Um folhetim burocrático
04 - Almeidinha e a santa missa
Acho
que já disse aqui: sou católico praticante. Não faço nada aos domingos antes de
ir à missa. Nem café eu tomo. Minha senhora também é católica, mas bem menos
fervorosa do que eu. Só uma vez perdida é que se lembra de ir na missa. É que
eu fui criado dentro de igreja. Minha mãe ia todas as noites rezar o terço com
as amigas e sempre me levava junto. Eu era bonzinho, ia sem reclamar, diferente
dos meus irmãos que fugiam perto da hora do terço começar. Quando fiquei mais
crescidinho, o padre me escolheu para ser coroinha.

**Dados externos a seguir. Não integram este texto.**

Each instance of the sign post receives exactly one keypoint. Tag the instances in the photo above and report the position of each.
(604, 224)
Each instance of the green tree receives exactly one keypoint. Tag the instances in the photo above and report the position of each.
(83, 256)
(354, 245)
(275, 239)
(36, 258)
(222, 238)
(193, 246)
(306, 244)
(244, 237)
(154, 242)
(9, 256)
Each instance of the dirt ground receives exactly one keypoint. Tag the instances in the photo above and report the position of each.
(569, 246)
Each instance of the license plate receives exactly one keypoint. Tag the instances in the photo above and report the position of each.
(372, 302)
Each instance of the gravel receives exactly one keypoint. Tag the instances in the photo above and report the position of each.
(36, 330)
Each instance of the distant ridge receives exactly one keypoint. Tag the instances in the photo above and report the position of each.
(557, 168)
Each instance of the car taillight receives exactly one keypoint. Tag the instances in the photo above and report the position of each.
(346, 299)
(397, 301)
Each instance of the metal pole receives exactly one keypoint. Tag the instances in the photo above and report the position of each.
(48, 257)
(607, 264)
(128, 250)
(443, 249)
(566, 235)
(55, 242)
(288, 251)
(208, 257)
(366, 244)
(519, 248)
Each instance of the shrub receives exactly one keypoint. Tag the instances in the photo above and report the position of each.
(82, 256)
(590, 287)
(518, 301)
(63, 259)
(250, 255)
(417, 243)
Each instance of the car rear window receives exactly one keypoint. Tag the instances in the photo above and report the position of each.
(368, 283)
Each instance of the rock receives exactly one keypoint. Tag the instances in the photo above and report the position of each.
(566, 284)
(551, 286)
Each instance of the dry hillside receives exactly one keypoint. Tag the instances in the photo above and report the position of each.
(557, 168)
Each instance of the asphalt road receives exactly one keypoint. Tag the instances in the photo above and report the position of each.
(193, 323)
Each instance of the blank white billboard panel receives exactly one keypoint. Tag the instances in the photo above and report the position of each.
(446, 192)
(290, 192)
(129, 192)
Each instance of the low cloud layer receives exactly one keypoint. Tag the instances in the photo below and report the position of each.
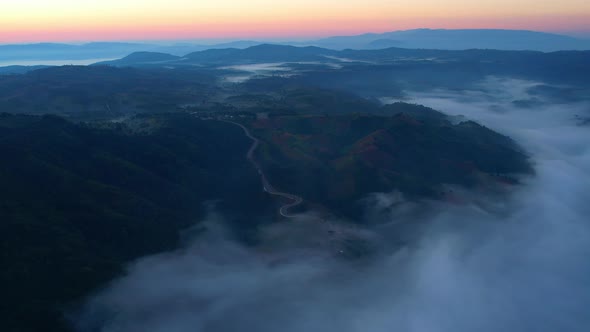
(519, 264)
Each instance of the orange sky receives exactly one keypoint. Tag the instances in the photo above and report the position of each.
(87, 20)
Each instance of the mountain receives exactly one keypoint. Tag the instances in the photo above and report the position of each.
(259, 54)
(18, 53)
(53, 51)
(79, 201)
(458, 40)
(8, 70)
(142, 58)
(335, 160)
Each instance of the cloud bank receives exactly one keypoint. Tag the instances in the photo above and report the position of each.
(519, 264)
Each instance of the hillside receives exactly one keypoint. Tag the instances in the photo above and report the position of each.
(80, 201)
(335, 161)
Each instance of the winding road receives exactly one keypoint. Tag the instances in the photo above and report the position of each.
(295, 200)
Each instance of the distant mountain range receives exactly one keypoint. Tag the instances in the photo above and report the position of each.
(413, 39)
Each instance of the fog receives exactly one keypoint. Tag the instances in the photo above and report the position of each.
(513, 264)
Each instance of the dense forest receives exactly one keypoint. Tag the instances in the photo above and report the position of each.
(79, 201)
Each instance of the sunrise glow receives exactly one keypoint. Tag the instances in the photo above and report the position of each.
(69, 20)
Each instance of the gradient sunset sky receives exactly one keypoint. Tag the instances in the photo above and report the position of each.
(84, 20)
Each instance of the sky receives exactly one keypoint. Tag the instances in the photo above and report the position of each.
(91, 20)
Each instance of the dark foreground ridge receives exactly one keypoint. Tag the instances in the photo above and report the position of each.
(295, 200)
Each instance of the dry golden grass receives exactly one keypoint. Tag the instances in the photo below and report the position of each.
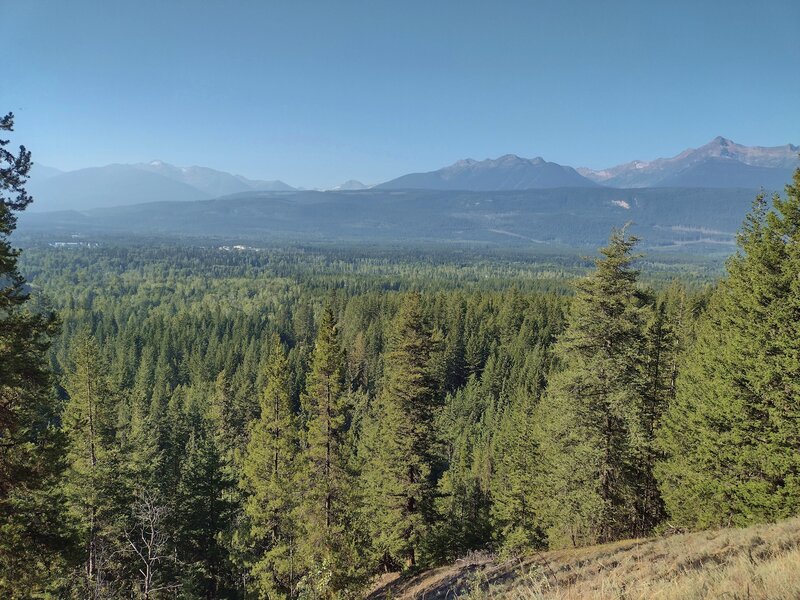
(757, 563)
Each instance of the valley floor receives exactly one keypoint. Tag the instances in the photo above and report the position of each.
(759, 562)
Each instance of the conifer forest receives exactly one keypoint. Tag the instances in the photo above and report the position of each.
(184, 420)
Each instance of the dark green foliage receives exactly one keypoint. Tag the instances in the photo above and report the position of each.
(298, 420)
(401, 469)
(269, 471)
(732, 438)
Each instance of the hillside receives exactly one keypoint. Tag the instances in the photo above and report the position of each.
(758, 562)
(721, 163)
(509, 172)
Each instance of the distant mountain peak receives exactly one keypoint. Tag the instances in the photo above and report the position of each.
(719, 163)
(506, 172)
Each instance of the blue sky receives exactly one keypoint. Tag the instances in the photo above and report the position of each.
(318, 92)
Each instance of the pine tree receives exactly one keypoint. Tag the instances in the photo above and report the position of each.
(200, 515)
(402, 470)
(515, 522)
(93, 476)
(268, 472)
(589, 420)
(324, 481)
(732, 437)
(33, 536)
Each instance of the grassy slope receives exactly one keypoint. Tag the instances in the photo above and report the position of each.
(759, 562)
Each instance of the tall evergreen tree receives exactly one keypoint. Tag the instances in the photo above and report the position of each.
(324, 480)
(589, 419)
(402, 470)
(267, 477)
(32, 532)
(732, 437)
(93, 482)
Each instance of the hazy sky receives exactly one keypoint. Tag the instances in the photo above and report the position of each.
(318, 92)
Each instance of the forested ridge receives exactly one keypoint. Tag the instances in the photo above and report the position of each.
(201, 423)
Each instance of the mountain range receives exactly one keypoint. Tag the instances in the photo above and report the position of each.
(119, 185)
(689, 220)
(509, 172)
(721, 163)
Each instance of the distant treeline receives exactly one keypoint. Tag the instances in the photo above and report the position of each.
(222, 425)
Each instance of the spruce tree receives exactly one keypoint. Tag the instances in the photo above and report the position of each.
(402, 469)
(589, 420)
(324, 479)
(732, 437)
(93, 478)
(33, 536)
(267, 477)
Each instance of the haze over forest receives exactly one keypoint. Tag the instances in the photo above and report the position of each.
(325, 301)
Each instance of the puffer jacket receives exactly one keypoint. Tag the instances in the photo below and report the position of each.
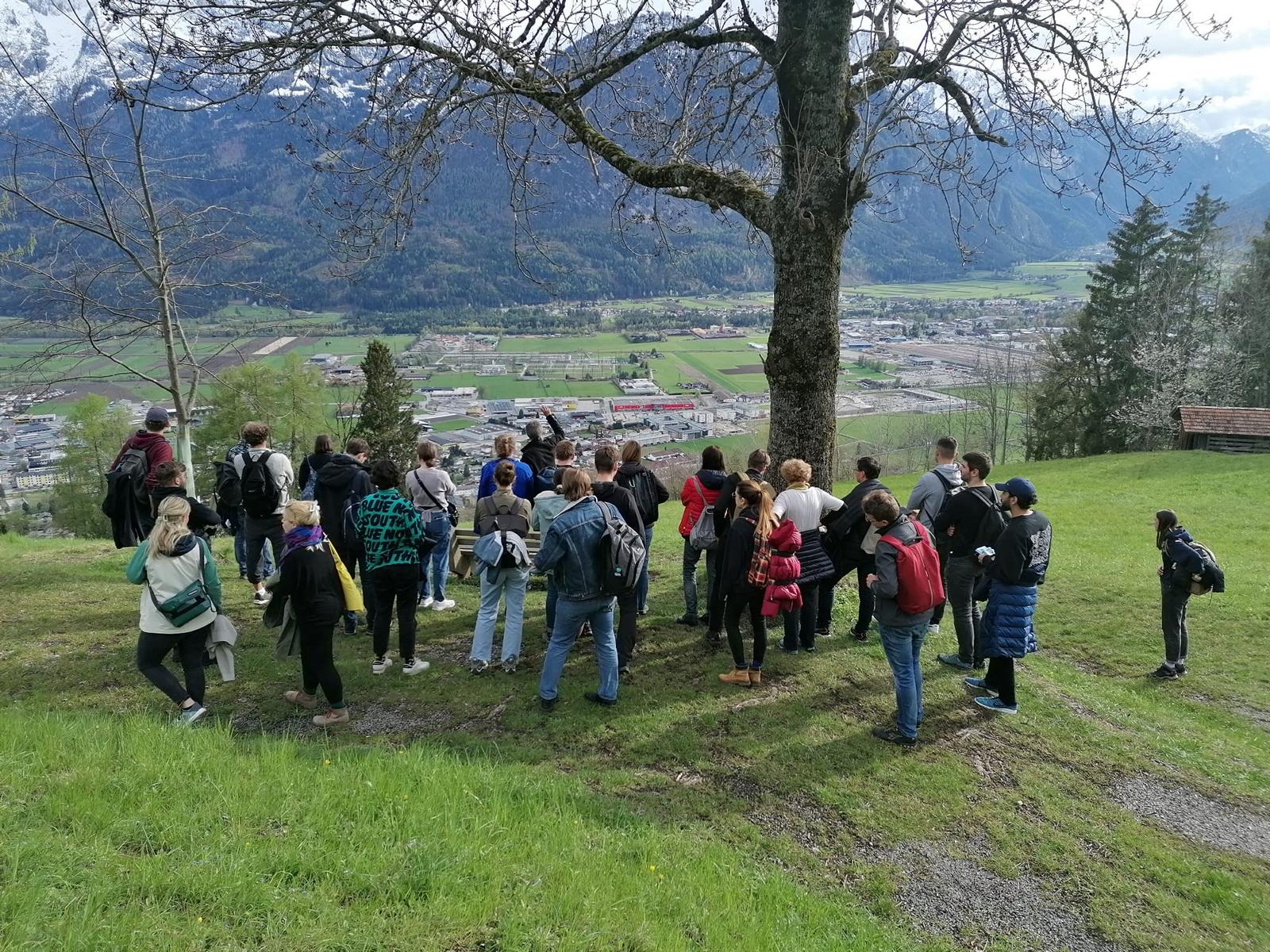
(1006, 628)
(783, 592)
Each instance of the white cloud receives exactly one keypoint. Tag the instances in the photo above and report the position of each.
(1233, 73)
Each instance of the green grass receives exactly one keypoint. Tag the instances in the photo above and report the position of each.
(469, 816)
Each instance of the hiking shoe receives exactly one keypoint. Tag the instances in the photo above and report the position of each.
(188, 715)
(300, 698)
(337, 715)
(979, 685)
(893, 736)
(414, 666)
(996, 706)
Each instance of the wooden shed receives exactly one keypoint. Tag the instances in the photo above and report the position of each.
(1225, 429)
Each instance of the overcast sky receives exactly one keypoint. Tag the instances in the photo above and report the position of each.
(1233, 73)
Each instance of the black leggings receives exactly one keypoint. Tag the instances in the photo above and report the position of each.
(734, 607)
(1001, 678)
(152, 649)
(318, 660)
(389, 584)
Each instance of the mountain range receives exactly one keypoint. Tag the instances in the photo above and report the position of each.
(461, 251)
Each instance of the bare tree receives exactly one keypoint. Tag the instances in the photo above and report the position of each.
(787, 114)
(124, 255)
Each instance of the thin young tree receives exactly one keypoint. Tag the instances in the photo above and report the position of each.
(785, 114)
(117, 259)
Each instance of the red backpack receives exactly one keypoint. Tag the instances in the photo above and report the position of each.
(918, 570)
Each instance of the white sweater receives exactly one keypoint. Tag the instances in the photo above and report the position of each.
(806, 507)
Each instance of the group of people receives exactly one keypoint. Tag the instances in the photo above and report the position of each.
(958, 543)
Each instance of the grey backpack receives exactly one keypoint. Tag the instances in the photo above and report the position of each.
(702, 536)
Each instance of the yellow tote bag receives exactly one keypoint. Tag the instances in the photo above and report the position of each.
(352, 596)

Eu me achava importante com
aquela bata alvíssima, enchendo a igreja com a fumaça branca do incenso no
turíbulo.
Só
tenho pena mesmo de não ter pegado o tempo da missa em latim. Minha mãe
dizia que era uma coisa linda, parecia que Deus estava falando diretamente com
os devotos. Como lembrança de minha mãe, guardo o seu velho missal escrito em
latim e fico pensando como devia ser bom responder a missa na própria língua de
Deus.
Hoje
não tem mais latim, nem turíbulo, nem coroinha. A missa virou uma
esculhambação, o povo fazendo zoada com umas músicas parecidas com pagode e
sertanejo. E tome de bater palmas e dar vivas a Jesus, como se ele fosse um
artista de televisão.
Teve
um tempo que minha mãe inventou que eu devia ir estudar no seminário. Tudo o
que pedia a Deus era ter um filho padre. Chegou até a falar com Padre Guido,
mas ele disse que ninguém ia mais pra seminário não. Quem quisesse ser padre
tinha que fazer vestibular para o curso de teologia. Minha mãe não gostou, pois
ela queria mesmo era me ver vestido de batina, trancado no seminário, longe dos
pecados do mundo. Nunca mais tocou no assunto. Eu não gostei nem desgostei. Ia
ser meio ruim ter que estudar aquilo tudo que se ensinava nos seminários. Minha
cabeça sempre foi meio fraca e eu não queria deixar de usar paletó.
Hoje,
sempre que Padre Guido me pede, eu ajudo ele a dar a comunhão aos fiéis. Padre
Guido já devia ter se aposentado, mas com essa falta de vocações, não tem quem
substitua ele na paróquia. Ele às vezes até fica zangado comigo, dizendo que eu
bem que devia ter virado padre, em vez de ter me casado com uma mulher que nem
era lá muito católica.
Desde
esse dia eu fico insistindo para minha senhora ir à missa comigo. Tem domingo
que ela vai, mas tem domingo que não vai. Diz que prefere ir à praia com a
amigas no carro do irmão da LIli. Eu me conformo, pois não gosto de
contrariá-la. Tem sempre o risco de passar uma semana dormindo no sofá da sala.
Mesmo
quando ela vai na missa, sempre arranja um jeito de me tirar do sério. Para não
perder muito tempo, ela já vai com o biquíni por baixo da roupa. E teima em
usar uma blusa bem decotada, que puxa como um ímã os olhos dos homens. Uma vez
eu reclamei e ela respondeu que é que tem? O que é bonito é pra ser mostrado.
Nesse
dia mesmo o Padre Guido me chamou pra ajudar na hora da comunhão. Ele entregava
as hóstias para os fiéis e eu botava a salva de prata para recolher as
migalhas. Para cada hóstia entregue, Padre Guido dizia, quase balbuciando:
corpo de Cristo. Mas não sei o que deu nele quando minha senhora se ajoelhou
para receber a hóstia. Com os olhos arregalados em cima do decote dela, falou
com a voz trêmula: Cristo, que corpo... Deve ser a idade.